No other tool in this category writes a file and hands you the path. Every competitor returns a blob of model output and trusts you to save it.

corpus_index builds a searchable chunk store under ~/.ollama-intern/corpora/<name>/. corpus_refresh rebuilds only what’s changed (file content hash). corpus_search does BM25 + RRF fusion. corpus_answer cites chunk ids server-side-validated against what’s actually stored. Manifest v2 tracks the resolved embed model — if Ollama silently promotes nomic-embed-text:latest under you, ollama_corpus_refresh surfaces embed_model_resolved_drift.

A pure vector DB is better for 100M-vector workloads. Ours is better for “I have 300 files I want cited answers against, and I don’t want to run pgvector.”

Every tool returns { result, tier_used, model, hardware_profile, tokens_in, tokens_out, elapsed_ms, residency }. No tool invents a new shape. The envelope is the audit trail.

Other servers return “whatever the model said.” Parsing that at scale means hand-written glue per tool.

On failure every tool returns { error: true, code, message, hint, retryable }. code names are stable across releases — treat them like an API. Never a raw stack trace.

Raw Ollama returns HTTP errors. Prompt-based tools return prose failures you have to parse.

classify, extract, triage_logs accept items: [{ id, text }] and return one envelope per batch. Duplicate ids refused. This is where bulk work happens — 10-item classify in one round-trip instead of 10 round-trips with 10 prewarms and 10 envelopes.

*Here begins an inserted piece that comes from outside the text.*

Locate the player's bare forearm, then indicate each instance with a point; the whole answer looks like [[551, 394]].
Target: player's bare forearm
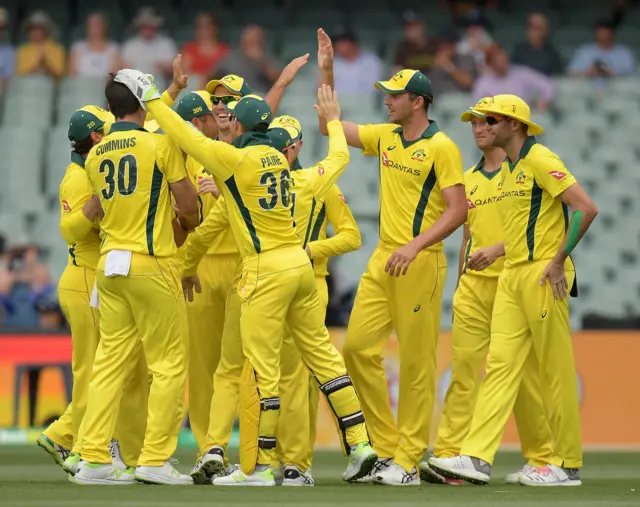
[[584, 213], [463, 251]]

Every envelope carries residency from Ollama’s /api/ps. When evicted: true or size_vram_bytes < size_bytes, the caller knows inference dropped 5–10× and why. Raw Ollama exposes the same data but you have to correlate it by hand.

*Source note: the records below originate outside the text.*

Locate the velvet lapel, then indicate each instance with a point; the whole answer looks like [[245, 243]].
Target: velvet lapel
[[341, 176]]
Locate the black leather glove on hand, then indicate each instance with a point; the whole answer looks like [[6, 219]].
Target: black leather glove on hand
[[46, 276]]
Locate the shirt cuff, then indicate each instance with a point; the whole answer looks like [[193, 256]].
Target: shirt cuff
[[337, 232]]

classify and extract accept source_path — a file the server reads itself. Claude never pre-reads the file, which means Claude’s context budget isn’t spent on bytes the intern is about to read anyway.

No other delegation tool in the MCP ecosystem does this. It’s small, and it’s the right optimization.

We don’t stream. Packs emit pack_step events to the NDJSON log so a tailing operator can see pipeline progress, but the MCP response is single-shot. If you need mid-call token streams, use raw Ollama or Claude-direct.

corpus_* is not pgvector. It’s BM25 + RRF fusion over chunks with metadata, sized for repo-scale corpora (thousands to tens of thousands of chunks). Use pgvector / Qdrant / Weaviate for hundred-millions of vectors.

ollama_draft runs a compile check on code drafts when language is known (tsc, eslint, pytest on the Tools-ops agent’s batch_proof_check). It’s a surface, not a sandbox — it will not execute arbitrary code against arbitrary inputs. Use a dedicated sandbox (e2b, Docker) if you need that.

Local-only. Every call goes to http://127.0.0.1:11434 or nowhere. If you need GPT-4 / Claude / Gemini, drive them directly or use a cloud-MCP — this server is not that shape.

  • Bulk classification / extraction / triage over many items — ollama-intern-mcp. Batch atoms.
  • “What just happened” incident writeup with evidence — ollama-intern-mcp. incident_pack.
  • Repo onboarding brief — ollama-intern-mcp. repo_pack or repo_brief.
  • Mid-call token streaming — raw Ollama, or drive Claude directly.
  • Tens of millions of vectors — pgvector / Qdrant / Weaviate. Not us.
  • One-off question to a local model — raw Ollama HTTP. Don’t reach for ollama-intern-mcp for a single ad-hoc chat.
  • Cloud model access — Claude-direct or a cloud-MCP.